This is a trap that ppl not knowing the guts of Linux fall into.

Basically you still have your memory it is just the Linux kernel is "smart" enough to realise that the most efficient space for it to store infomation is in RAM, thus it will try to use all of your RAM up. 

Every time you load a program it first must be coppied to RAM (CPU's can only execute from RAM->CACHE) now when you finish using that program the Linux kernel will leave all the libary data in RAM. Why?

Lets say you started Firefox, browsed and then quit it. The first time you load FF it takes some seconds as it loads the data to RAM. However, the 2nd time all that data is already in RAM so it loads almost instantly.

in short

MemTotal:      1035012 kB

MemFree:        342932 kB

Buffers:        222336 kB

Cached:         353972 kB

The key here is Cached memory which you have 350MEg's of, plus 340meg of free memory so essentually you have 690Meg of free RAM.

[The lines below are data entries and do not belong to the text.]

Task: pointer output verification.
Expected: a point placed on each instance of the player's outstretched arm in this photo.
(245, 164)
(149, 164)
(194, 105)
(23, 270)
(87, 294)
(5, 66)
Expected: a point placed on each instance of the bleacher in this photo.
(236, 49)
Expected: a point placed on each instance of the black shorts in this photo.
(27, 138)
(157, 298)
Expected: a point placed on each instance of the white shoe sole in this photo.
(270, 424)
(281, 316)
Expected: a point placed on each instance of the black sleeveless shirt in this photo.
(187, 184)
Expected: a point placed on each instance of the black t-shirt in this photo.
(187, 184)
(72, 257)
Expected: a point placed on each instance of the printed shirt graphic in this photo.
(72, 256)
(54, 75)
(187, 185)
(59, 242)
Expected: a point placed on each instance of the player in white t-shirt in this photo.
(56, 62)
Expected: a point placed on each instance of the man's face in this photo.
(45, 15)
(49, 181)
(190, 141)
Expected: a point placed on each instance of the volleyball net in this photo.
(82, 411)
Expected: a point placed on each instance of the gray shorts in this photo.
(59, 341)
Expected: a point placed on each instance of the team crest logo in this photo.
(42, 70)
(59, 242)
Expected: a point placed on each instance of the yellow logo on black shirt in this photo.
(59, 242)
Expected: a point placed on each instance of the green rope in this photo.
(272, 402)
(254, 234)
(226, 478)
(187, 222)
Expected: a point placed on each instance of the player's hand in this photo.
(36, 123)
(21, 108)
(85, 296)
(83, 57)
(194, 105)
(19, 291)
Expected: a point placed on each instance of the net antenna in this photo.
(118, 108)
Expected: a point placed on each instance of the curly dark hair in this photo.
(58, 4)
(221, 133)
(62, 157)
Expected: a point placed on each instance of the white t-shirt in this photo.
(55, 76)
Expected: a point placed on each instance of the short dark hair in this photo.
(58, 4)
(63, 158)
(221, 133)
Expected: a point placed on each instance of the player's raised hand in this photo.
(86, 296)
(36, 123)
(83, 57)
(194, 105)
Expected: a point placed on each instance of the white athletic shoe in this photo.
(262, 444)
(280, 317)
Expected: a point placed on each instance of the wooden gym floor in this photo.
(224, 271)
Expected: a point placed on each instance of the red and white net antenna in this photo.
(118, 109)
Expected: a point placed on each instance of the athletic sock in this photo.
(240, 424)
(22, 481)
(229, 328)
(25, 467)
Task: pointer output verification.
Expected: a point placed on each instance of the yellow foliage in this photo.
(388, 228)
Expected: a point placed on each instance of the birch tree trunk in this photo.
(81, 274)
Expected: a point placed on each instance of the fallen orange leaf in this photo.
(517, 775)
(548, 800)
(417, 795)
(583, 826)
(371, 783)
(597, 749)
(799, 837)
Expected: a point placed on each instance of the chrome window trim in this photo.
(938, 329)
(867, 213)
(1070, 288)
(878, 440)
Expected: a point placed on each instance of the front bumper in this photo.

IF you need more RAM then the linux kernel has in its MemFree section it will start to unload stuff from teh Cached mem to enable that memory to be used

so dont worry its still all there

----------

## sponge

Thanks for the informative reply.  :Smile: 

Is there any way to clear the cache?

----------

## lightvhawk0

you could try playing with /proc/sys/vm/swappiness

but personally i think it's better to have all that ram cached so that programs that have already ran are run from ram... and not waiting on the hard disk..

----------

## -NoXy-

hm, the thing is : what do u need that memory for ?

quick way to check the cached mem : 

free -m

anyway that memory is released if needed.

----------

## neuron

free -m is not accurate with newer kernels, - buffers/cache I'm using 279 mb now, but if I launch a memory hungry app, remove it from memory and check again it'll be considerably lower.

----------

## sponge

 *-NoXy- wrote:*   

> hm, the thing is : what do u need that memory for ?
> 
> quick way to check the cached mem : 
> 
> free -m
> ...

 I just annoys me that my SystemMonitor adesklet displays that I'm using ridiculous amounts of memory while web browsing.

I suppose I'll just fix the adesklet to subtract the cached memory from total used.

----------

## arokh

 *sponge wrote:*   

> 
> 
> I just annoys me that my SystemMonitor adesklet displays that I'm using ridiculous amounts of memory while web browsing.
> 
> I suppose I'll just fix the adesklet to subtract the cached memory from total used.

 

A monitor should subtract the cache by default or at least have the option to, showing free memory is useless.

----------